Is there a deadline set for when you are supposed to settle down? Is there some prescribed timeline? If you don’t settle down before your thirties, will you stay alone forever? Whoever made these assumptions and passed them through years and years for generations to follow was surely not thinking clearly.
The superstitions of settling down follow generations and generations. There is always this constant talk among people about, “When are they getting married?”; “Why aren’t they settling down?”; “Why isn’t she getting a boyfriend?”; “It’s his time now.” There is so much judgment in these questions.
Let’s hold on just a second, and think. Do people really know when the right time for YOU to settle down is? Do people really know when the right time for YOU to find a boyfriend is? And the answer is a big NO. Of course, people don’t know what is better for you. Only you have the power to know what is good for you and when it’s the right time for you to settle down.
Even you need time to find the right person. It’s not like going to a supermarket and just buying things. It’s about feelings. You need time to find the right person, to spend time with him, to decide whether they are good enough for you and, of course, if you two can even build a future together.
There’s no shame in being single. Maybe, you dated too many toxic people, and now you know what you want. Or maybe, you focused more on your career and just didn’t have time to date a lot. Whatever the reason is, you have your whole time ahead of you to find what suits your soul best.
Don’t waste too much time on the thought of settling down late. Better late than never, right? But, to be more precise, how would you feel if you settle down with the wrong person just because people say that it’s the right time? Take your time. Time is gold. Don’t rush into relationships, don’t rush into marriage as well.
You shouldn’t decide based on years, as well as based on society. Just because everyone around you settles down doesn’t mean that you must settle down too. You should wait for the right person. When the right person comes, enjoy your time together, enjoy the relationship, learn and grow.
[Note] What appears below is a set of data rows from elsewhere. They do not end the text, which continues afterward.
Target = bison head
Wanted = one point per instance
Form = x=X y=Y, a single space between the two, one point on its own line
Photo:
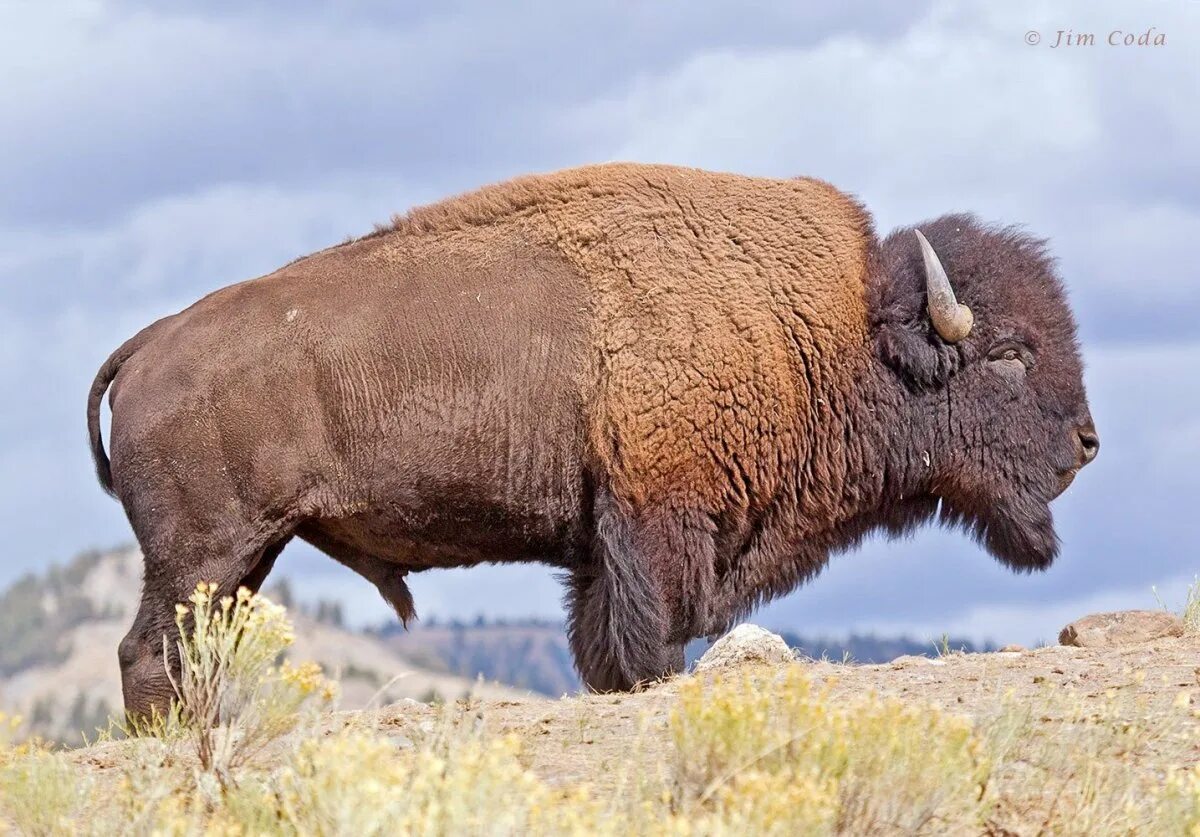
x=976 y=324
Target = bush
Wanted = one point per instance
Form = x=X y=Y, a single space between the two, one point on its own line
x=234 y=699
x=760 y=751
x=765 y=750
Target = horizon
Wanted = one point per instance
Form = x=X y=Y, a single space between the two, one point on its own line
x=207 y=144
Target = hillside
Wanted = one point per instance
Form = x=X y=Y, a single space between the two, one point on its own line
x=59 y=636
x=1051 y=741
x=534 y=655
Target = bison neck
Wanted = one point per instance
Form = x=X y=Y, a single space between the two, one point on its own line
x=865 y=468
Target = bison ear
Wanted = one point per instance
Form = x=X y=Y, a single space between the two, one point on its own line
x=915 y=356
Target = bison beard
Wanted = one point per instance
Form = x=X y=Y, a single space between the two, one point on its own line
x=684 y=390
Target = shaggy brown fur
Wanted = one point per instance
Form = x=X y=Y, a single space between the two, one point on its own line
x=682 y=387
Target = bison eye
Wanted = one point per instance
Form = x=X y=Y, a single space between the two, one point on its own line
x=1011 y=359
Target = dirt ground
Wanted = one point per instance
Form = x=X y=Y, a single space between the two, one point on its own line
x=597 y=739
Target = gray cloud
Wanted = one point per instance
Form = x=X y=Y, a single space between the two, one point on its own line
x=156 y=152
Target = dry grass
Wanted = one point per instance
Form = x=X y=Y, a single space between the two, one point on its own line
x=763 y=751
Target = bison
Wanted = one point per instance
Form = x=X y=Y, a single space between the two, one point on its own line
x=682 y=389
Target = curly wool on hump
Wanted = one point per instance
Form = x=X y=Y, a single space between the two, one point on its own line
x=737 y=291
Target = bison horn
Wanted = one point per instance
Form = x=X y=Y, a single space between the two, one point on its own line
x=952 y=319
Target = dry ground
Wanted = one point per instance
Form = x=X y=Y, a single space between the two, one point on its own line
x=597 y=739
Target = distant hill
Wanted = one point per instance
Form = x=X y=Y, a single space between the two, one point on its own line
x=59 y=634
x=534 y=655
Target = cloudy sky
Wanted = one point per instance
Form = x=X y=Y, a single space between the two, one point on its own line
x=151 y=152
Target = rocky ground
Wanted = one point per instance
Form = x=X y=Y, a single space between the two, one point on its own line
x=1143 y=669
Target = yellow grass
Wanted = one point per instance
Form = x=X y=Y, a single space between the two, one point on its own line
x=757 y=751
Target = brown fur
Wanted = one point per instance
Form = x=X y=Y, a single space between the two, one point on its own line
x=682 y=387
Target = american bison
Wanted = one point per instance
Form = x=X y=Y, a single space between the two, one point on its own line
x=682 y=389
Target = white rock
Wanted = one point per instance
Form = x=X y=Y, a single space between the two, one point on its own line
x=747 y=644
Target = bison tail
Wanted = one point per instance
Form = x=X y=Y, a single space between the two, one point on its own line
x=99 y=387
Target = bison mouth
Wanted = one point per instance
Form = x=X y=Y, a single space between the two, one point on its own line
x=1065 y=479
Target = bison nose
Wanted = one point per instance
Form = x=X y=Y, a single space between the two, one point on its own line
x=1089 y=444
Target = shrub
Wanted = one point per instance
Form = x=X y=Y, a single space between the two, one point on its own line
x=748 y=741
x=233 y=697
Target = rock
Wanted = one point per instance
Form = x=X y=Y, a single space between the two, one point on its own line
x=747 y=644
x=1125 y=627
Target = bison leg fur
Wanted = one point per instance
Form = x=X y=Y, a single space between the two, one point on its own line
x=633 y=609
x=174 y=565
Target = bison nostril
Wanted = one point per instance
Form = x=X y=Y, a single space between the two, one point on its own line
x=1090 y=444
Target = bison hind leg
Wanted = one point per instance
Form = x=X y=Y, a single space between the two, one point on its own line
x=628 y=614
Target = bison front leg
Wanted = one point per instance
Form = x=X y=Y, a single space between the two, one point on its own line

Don’t rush yourself, even if you are in a relationship. Even if you know that you two fit perfectly, you just aren’t ready to take a bigger leap into marriage. Follow your careers together, support each other. Travel the world together, and when the right time comes, you will feel it.
Forget about society and about what people talk about you. People do the talking because other peoples’ lives are always more interesting than their own. You should focus on yourself and on your growth. And when the time is right, you will know, and you will settle down.
Settling down means liberation, as well as what you are feeling when you are single. Because you will settle down with the right person and you will love every second of it.